2006 for more information):
$$ {\varvec{\Sigma}}({\user2{t}}) ^{-1}=\frac{1}{1-UC}\left( {\varvec{\Sigma}}(t-1)^{-1} - \frac{{\user2{v}}(t)\cdot {\user2{v}}^{\top}(t)}{\frac{1-UC} {UC}+{\user2{x}}^{\top}(t)\cdot{\user2{v}}(t)} \right)$$
(5)
where
\({\user2{v}}(t) = {\varvec{\Sigma}}^{-1}(t-1)\cdot {\user2{x}}(t)\) . Note, the term
\({\user2{x}}^{\top}(t)\cdot {\user2{v}}(t)\) is a scalar and no costly matrix inversion is needed. In Eq.
5, UC stands for update coefficient and is a small number between 0 and 1. For the present study, we chose UC = 0.015 based on a simulation using the data of the screening study. To estimate the class-specific adaptive mean
\({\varvec{\mu}}_1(t)\) and
\({\varvec{\mu}}_2(t)\) one can use an exponential moving average:
$$ {\varvec{\mu}}_i(t) = (1-UC)\cdot {\varvec{\mu}}_i(t-1) + UC\cdot {\user2{x}}(t) $$
(6)
where i is the class of
\(\user2{x}(t)\) and UC was chosen to be 0.05. Note that the class-mean estimation is done in a supervised manner.

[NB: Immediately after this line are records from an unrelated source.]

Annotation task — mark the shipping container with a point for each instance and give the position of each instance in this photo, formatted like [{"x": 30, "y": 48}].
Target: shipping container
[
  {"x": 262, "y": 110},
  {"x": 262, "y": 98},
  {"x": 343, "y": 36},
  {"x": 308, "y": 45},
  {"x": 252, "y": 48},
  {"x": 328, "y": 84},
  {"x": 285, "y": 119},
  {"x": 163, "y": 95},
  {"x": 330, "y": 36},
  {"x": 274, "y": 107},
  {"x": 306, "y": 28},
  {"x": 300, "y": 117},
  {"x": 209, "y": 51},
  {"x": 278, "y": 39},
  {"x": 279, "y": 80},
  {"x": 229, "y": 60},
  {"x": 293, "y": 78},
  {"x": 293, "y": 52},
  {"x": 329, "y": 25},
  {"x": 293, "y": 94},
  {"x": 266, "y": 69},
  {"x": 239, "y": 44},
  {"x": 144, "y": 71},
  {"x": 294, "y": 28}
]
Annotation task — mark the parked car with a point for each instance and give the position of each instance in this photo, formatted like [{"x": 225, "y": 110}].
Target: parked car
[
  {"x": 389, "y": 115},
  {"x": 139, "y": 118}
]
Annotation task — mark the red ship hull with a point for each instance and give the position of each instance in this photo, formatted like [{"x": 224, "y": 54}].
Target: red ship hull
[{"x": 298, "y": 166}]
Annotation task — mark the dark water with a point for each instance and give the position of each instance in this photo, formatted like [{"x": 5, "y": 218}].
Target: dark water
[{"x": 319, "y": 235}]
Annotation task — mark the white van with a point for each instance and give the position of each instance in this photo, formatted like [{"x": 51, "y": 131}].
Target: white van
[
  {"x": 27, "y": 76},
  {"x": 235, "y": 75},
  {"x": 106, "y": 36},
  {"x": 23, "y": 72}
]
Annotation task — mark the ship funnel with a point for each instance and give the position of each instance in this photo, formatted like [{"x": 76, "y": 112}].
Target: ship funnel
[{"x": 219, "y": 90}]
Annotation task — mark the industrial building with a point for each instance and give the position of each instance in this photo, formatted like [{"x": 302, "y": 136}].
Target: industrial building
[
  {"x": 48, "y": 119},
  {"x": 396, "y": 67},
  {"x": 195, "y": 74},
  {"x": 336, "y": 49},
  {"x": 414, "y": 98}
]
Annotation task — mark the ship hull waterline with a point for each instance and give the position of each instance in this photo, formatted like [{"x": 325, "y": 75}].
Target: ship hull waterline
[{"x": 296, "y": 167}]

Methods for Level 2 (runs 4–6)
For the subsequent 3 runs, a classifier was trained on a more complex composed band-power feature. On the data of run 1–3, a subject-specific narrow band was chosen automatically (Blankertz et al.
2008b). For this frequency band, optimized spatial filters have been determined by Common Spatial Pattern (CSP) analysis (Blankertz et al.

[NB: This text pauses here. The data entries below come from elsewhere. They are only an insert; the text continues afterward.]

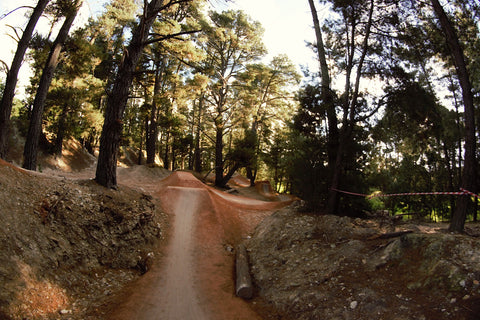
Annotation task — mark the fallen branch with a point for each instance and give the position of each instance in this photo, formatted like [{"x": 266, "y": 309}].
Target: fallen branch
[
  {"x": 390, "y": 235},
  {"x": 244, "y": 288}
]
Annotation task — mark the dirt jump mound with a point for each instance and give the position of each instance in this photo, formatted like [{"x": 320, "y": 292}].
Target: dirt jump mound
[{"x": 194, "y": 280}]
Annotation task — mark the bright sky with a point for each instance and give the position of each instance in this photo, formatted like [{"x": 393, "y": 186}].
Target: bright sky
[{"x": 287, "y": 25}]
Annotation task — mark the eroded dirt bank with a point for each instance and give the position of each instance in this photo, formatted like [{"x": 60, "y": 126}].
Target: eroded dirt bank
[
  {"x": 329, "y": 267},
  {"x": 194, "y": 280},
  {"x": 67, "y": 246}
]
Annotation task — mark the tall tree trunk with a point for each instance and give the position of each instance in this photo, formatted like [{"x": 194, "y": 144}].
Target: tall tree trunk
[
  {"x": 329, "y": 101},
  {"x": 61, "y": 131},
  {"x": 106, "y": 173},
  {"x": 35, "y": 127},
  {"x": 346, "y": 132},
  {"x": 12, "y": 76},
  {"x": 469, "y": 173},
  {"x": 198, "y": 139},
  {"x": 219, "y": 156}
]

2008b). Furthermore, six Laplacian channels have been selected according to their discriminability, which was quantified by a robust variant of the Fisher score (mean replaced by median). The selection of the positions was constraint such that two positions have been selected from each of the areas over left hand, right hand and foot. While CSP filters were static, the position of the Laplacians was reselected based on the Fisher score of the channels. Channel selection and classifier were recalculated after each trial using the last 100 trials. The classifier used here was regularized version of LDC, with automatic shrinkage, to account for the higher dimensionality of the features, as in Vidaurre et al. (
2009). The feature vector was the concatenation of log band-power in the CSP channels and the selected Laplacians channels. The addition of the repeatedly selected Laplacian channels was included in order to provide flexibility with respect to spatial location of modulated brain activity. During these three runs the adaptation to the user was done again in a supervised way.